I attached a screenshot of the search results when I just searched for "60286da6ca69eb29". I want to find that "record" via "RayID=60286da6ca69eb29". And really, I just want that record, that starts with the RayID field, and ends with the "WorkerSubrequest". If I search for "RayID=60286dc754aac4e8" (the first record) it matches the way I would expect.
So, the question is:
Is there a way to get just that portion of the log entry (i.e. just the portion that has "RayID=60286da6ca69eb29), or is that impossible because of the way the records are put into Splunk?
As I see it, that event break setting isn't remotely close. It should be something like
([\r\n]+)\{"RayID"
assuming each event starts with {"RayID
The problem with the search is caused by improper onboarding of the data. Even if many records are sent in a single "push", Splunk should have no problem treating them as separate events if the properties are set correctly. If you'll share the props.conf stanza for that sourcetype then someone here should be able to help fix it.
As I see it, that event break setting isn't remotely close. It should be something like
([\r\n]+)\{"RayID"
assuming each event starts with {"RayID
Keep in mind I am new to Splunk, but I definitely see what you are saying. Crazy that the sourcetype from Cloudflare is so wrong (i.e. this is what comes with the "Cloudflare App.") Having said that, it would appear to me that the basic "([\r\n]+)" should suffice, since as far as I can tell from the output, there is a "new line" at the end of each event.
Although, I tried that, and your suggestion, and it didn't seem to work. Is there anything else I need to do after changing that regular expression in the sourcetype to have it go into effect? Or, does it take some time before the change is reflected in the index? And yes, I am looking at data that was imported after I made the change.

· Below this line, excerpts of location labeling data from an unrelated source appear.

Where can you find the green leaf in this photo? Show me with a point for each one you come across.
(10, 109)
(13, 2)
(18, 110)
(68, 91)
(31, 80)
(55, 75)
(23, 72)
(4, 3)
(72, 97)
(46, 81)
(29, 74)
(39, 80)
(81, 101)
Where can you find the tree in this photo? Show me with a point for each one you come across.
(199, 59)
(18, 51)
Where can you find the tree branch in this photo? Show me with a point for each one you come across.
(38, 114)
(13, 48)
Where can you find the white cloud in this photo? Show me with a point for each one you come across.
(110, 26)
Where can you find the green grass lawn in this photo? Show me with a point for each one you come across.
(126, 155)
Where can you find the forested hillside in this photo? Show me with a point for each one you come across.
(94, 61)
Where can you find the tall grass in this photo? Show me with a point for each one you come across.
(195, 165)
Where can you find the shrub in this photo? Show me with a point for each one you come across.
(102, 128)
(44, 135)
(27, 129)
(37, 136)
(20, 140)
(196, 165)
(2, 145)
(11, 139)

I want to add comment about Cloudflare App. LineBreaker setting in the app was designed by assuming json logs will start with either Timestamp or CacheCacheStatus. But since Cloudflare log settings can be customized these assumptions does not work always. That is why be careful when you update your Cloudflare log settings on AWS. Also if it works please keep the LineBreaker as @richgalloway suggested, "new line" may not be enough.

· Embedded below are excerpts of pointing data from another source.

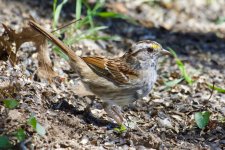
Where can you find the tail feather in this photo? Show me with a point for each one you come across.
(75, 61)
(70, 53)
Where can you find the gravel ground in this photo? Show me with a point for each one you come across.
(165, 117)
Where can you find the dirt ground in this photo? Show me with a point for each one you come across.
(165, 117)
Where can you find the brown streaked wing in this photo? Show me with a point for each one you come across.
(115, 70)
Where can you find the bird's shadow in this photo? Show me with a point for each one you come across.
(86, 114)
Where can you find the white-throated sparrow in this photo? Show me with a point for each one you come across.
(119, 81)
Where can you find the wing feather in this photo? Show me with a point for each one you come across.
(114, 70)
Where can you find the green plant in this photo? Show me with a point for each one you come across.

@scelikokI asked the product manager (I work for Cloudflare) and he confirmed that there will always be a new line character between log entries, and that the order of the fields is never guaranteed, so there is no reason to try and match on the field after the new line character.
@kcantrel, thank you for the information. 👍
Once you change the settings in a sourcetype it takes time for them to propagate to the rest of the instances.

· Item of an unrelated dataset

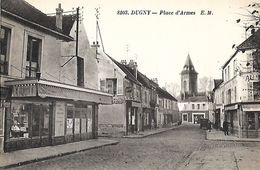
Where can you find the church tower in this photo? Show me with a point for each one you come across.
(189, 82)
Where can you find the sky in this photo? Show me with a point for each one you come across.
(160, 43)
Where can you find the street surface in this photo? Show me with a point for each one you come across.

The settings only affect new data. Events already indexed will not change.
Thanks for the info. Can you quantify "takes time"? It's been over an hour since I made a change that should have fixed the problem, but I'm not seeing it. And, yes, I am looking at new data coming in. Thanks!
"Takes time" is intentionally vague since Splunk Cloud doesn't say how long it will take. I would say an hour is long enough, though.
Okay, so there must be something else that is causing my existing HEC to not use the updated sourcetype. I created a new HEC and started using it, and got the desired results. I'm going to stick with the basic "each event is on a separate line" logic, since as far as I have seen that has been the case, and trying to decide what should be after the "{" is non-deterministic.
My final question, how can I delete an index? I created a new user and give it all the roles, including "can_delete," but when I go to the index page, the "delete" link is greyed out.
You can delete an index in Splunk Cloud from the Settings->Indexes screen. Anyone with the sc_admin role should be able to do it.
The can_delete role/privilege controls use of the delete command in SPL. The command will hide events, but doesn't delete anything.
I've logged in as sc_admin, which of course has the sc_admin role, but when I go to the Setting->index screen, this is what I see:
Some indexes cannot be deleted. That includes the standard indexes (main, _*, etc.) and those provided by Splunk Cloud. They can be identified by the "app" column - "system" are the built-ins and "100*" are those provided by SC.
The others should be deleteable unless they were configured by the default/indexes.conf file in an app.
Yes, I understand all that, but if you look at the screenshot I am showing that ALL the indexes I have are greyed out. That includes the sytem ones, and the ones that I created (e.g. cloudflare_raw).
bro, can you share your setup with me? I'm going through the same problem. in the indexed extractions did you put JSON? and in line_break put ([\r\n]+)\{"ClientIP" ? mine indexes several clients in the same package and I can't search if it's not the first.
This thread is more than 2 years old with an accepted solution. For better chances at getting an answer, please post a new question.
If you created it using the UI then you should be able to delete it using the UI. Consider opening a support case.